The beauty of this dish is that each steak feeds at least three and each can be cooked to a different doneness to satisfy everyone.
Servings: 8 to 10
Ready time: 4 hours
Give this job over to the best big red you can afford. The beefy cut is the ideal canvas to showcase a complex wine. And the holidays give you an excuse to splurge. It could be Bordeaux, cabernet, merlot, shiraz, what have you. If you keep a cellar, haul out something with a few years behind it. Given the topping on the meat, my slight preference would be an herbal-peppery red from southern France, such as Chateauneuf-du-Pape or Côtes du Rhône. For the trifle, several options: cabernet franc icewine, tawny port, recioto (a sweet Italian red) or a snifter of good bourbon or aged rum. - Beppi Crosariol
1/4 cup grainy mustard
2 tbsp olive oil
2 tbsp soy sauce
2 tbsp chopped parsley
1 tbsp chopped garlic
1 tbsp coarsely ground pepper
1 tbsp chopped fresh rosemary or 1 tsp dried
3 1.5-kg (3-lb) rib steaks with the bones cleaned at the ends
Salt meat to taste three hours before you are going to roast it and leave it at room temperature.

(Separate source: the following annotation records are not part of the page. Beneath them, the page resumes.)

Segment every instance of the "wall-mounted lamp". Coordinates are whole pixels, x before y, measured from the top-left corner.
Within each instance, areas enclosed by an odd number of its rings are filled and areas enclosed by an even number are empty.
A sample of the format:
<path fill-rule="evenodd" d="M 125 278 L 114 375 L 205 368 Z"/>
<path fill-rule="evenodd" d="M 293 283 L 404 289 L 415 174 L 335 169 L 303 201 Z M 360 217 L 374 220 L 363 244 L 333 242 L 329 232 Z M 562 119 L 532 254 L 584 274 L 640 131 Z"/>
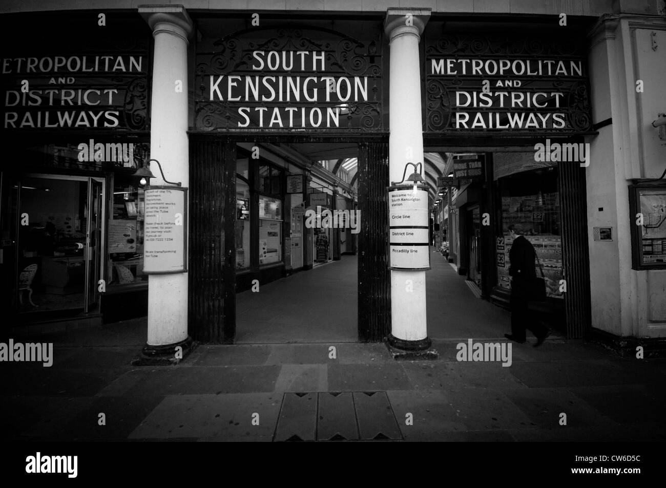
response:
<path fill-rule="evenodd" d="M 666 114 L 657 114 L 659 117 L 652 121 L 653 127 L 659 127 L 659 138 L 666 140 Z"/>
<path fill-rule="evenodd" d="M 407 174 L 407 166 L 413 166 L 414 167 L 414 172 L 409 176 L 409 177 L 407 178 L 407 181 L 414 182 L 414 194 L 416 195 L 416 188 L 418 186 L 418 184 L 424 183 L 426 181 L 424 179 L 423 179 L 423 176 L 421 176 L 421 168 L 423 167 L 422 163 L 408 162 L 406 164 L 405 164 L 405 170 L 402 172 L 402 180 L 401 181 L 392 182 L 391 184 L 395 186 L 396 184 L 400 184 L 401 183 L 405 182 L 405 175 Z"/>
<path fill-rule="evenodd" d="M 162 165 L 160 164 L 160 162 L 158 161 L 157 159 L 149 159 L 148 161 L 146 162 L 145 165 L 143 168 L 139 168 L 139 169 L 137 169 L 136 171 L 134 172 L 134 174 L 133 176 L 141 176 L 141 179 L 139 180 L 139 182 L 141 184 L 143 185 L 146 184 L 146 183 L 147 182 L 147 180 L 146 180 L 147 178 L 155 177 L 155 175 L 153 174 L 153 172 L 151 171 L 151 161 L 155 161 L 155 162 L 157 163 L 157 167 L 160 168 L 160 174 L 162 175 L 162 179 L 164 180 L 165 183 L 168 183 L 169 184 L 174 184 L 176 186 L 182 186 L 182 184 L 180 181 L 178 182 L 174 182 L 172 181 L 168 181 L 166 178 L 165 178 L 164 171 L 162 170 Z"/>

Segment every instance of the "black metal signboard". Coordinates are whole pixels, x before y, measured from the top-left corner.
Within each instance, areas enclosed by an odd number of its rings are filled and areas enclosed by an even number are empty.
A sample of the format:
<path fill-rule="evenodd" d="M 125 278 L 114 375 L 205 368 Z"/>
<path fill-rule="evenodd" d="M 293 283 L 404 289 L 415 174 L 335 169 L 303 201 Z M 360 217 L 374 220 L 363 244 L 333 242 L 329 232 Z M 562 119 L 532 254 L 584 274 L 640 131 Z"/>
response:
<path fill-rule="evenodd" d="M 563 31 L 452 32 L 432 23 L 425 43 L 426 132 L 591 131 L 584 49 Z"/>
<path fill-rule="evenodd" d="M 2 130 L 149 130 L 147 25 L 109 14 L 109 25 L 100 27 L 81 17 L 2 23 Z M 26 25 L 45 42 L 17 43 Z"/>
<path fill-rule="evenodd" d="M 197 45 L 198 130 L 382 130 L 381 39 L 255 27 Z"/>

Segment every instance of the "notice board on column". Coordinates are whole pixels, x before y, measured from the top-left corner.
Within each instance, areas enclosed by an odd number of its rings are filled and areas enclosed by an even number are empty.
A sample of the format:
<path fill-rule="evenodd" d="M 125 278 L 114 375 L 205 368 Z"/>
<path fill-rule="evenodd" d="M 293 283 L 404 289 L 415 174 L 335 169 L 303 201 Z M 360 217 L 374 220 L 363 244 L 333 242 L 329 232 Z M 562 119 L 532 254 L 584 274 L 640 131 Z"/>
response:
<path fill-rule="evenodd" d="M 430 269 L 428 186 L 390 186 L 388 200 L 390 269 Z"/>
<path fill-rule="evenodd" d="M 145 190 L 143 272 L 187 272 L 187 188 L 151 186 Z"/>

Combine mustard, oil, soy sauce, parsley, garlic, pepper and rosemary in a bowl. Brush over both sides of roasts.
Preheat oven to 450 F.
Heat a heavy skillet over high heat. Add oil and sear each steak at least three minutes a side, or until well browned. Place on a rack over a roasting pan.
Roast in the oven for 20 to 30 minutes or until desired degree of doneness. I use an instant read thermometer and cook them to 125 F for rare, or 140 F for medium with a touch of pink.
Remove steaks to a carving board and let rest for 10 minutes. Slice meat down horizontally into thin slices. Serve the meat and the bones on a platter.